You might be hearing a lot about some big cases coming down the pipeline for the Court, like the one that will decide if the Affordable Care Act is constitutional and the one deciding whether government agencies can discriminate against LGBTQ families.

And while it’s true these cases are going to be heard shortly, we won’t have decisions until early next summer. So sit tight, folks, it’s gonna be a long ride.

Barrett is going to be on the court for a long time

Supreme Court justices are given lifetime appointments, which means they’re on the Court until they retire or die, basically.

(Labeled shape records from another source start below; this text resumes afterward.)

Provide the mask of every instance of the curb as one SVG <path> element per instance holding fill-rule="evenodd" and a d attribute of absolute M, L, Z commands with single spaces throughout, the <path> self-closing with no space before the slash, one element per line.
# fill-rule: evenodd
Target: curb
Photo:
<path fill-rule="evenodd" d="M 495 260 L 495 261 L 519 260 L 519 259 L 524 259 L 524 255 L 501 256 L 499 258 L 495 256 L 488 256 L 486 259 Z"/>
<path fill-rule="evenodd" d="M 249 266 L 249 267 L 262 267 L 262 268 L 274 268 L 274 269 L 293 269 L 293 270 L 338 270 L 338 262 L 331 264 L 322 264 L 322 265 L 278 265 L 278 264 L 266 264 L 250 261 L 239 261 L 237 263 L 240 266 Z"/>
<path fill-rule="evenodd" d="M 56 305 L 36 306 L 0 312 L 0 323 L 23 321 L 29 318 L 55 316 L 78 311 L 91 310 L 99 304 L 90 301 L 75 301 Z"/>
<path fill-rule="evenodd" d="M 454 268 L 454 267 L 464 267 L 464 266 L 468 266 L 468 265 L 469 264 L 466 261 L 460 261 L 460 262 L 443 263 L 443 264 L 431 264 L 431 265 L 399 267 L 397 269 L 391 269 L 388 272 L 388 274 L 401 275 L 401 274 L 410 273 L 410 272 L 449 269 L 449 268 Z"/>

Barrett is 48, making her the youngest justice on the bench, which means we’ll be dealing with her and the impacts of her decisions for decades.

She invoked the Ginsburg rule at her hearing

Despite this, we already have a pretty good idea of how she’ll rule in some cases.

At her confirmation hearing, Barrett repeatedly (and rather annoyingly!) refused to answer any questions about how she might rule on issues like same-sex marriage and abortion, citing a rule Ginsburg started: that a potential justice should not indicate how they might approach an issue that could potentially come before the Curt.

But Barrett doesn’t really need to tell us how she’d rule on a lot of these issues because she has a longstanding history of speaking out against abortion rights and handing down rulings that roll back equality and justice for marginalized communities.

The battle over her nomination is just beginning

Barrett might be on the Court now, but Senate Democrats like Cory Booker, Dick Durbin, and Sheldon Whitehouse have made it clear this fight is far from over. Top Democrats like Senate Minority Leader Chuck Schumer won’t even defend Sen. Dianne Feinstein from calls to remove her as the ranking member of the Senate Judiciary Committee after she spent the entire hearing coddling Barrett and refusing to put up any real fight.

Many on the left are also pushing for legislators to expand the courts—to add justices not only to the Supreme Court but also to the federal and lower courts to help offset four years of Trump judges. Expect to see court reform as a major political talking point in 2021.

Senate Republicans cheated to win

Does the name Merrick Garland ring a bell?

When Scalia died suddenly in 2016, Obama chose the center-left judge to fill his seat in what should have been a relatively straightforward process. But if you remember correctly, McConnell, Sen. Lindsey Graham, and their army of conservative cretins blocked the nomination process by arguing that Obama shouldn’t be allowed to put a justice on the Court that close to the election.

Well, things are clearly different now—but it’s even worse.

Last week, when the Senate Judiciary Committee advanced Barrett’s nomination, it did so over the objections of Democrats who had boycotted the hearing. Normally that boycott would have blocked the vote because Senate committee rules say that at least a couple members from the minority party need to be present to conduct business. Well, guess what? Graham changed the rules so the vote could happen anyway.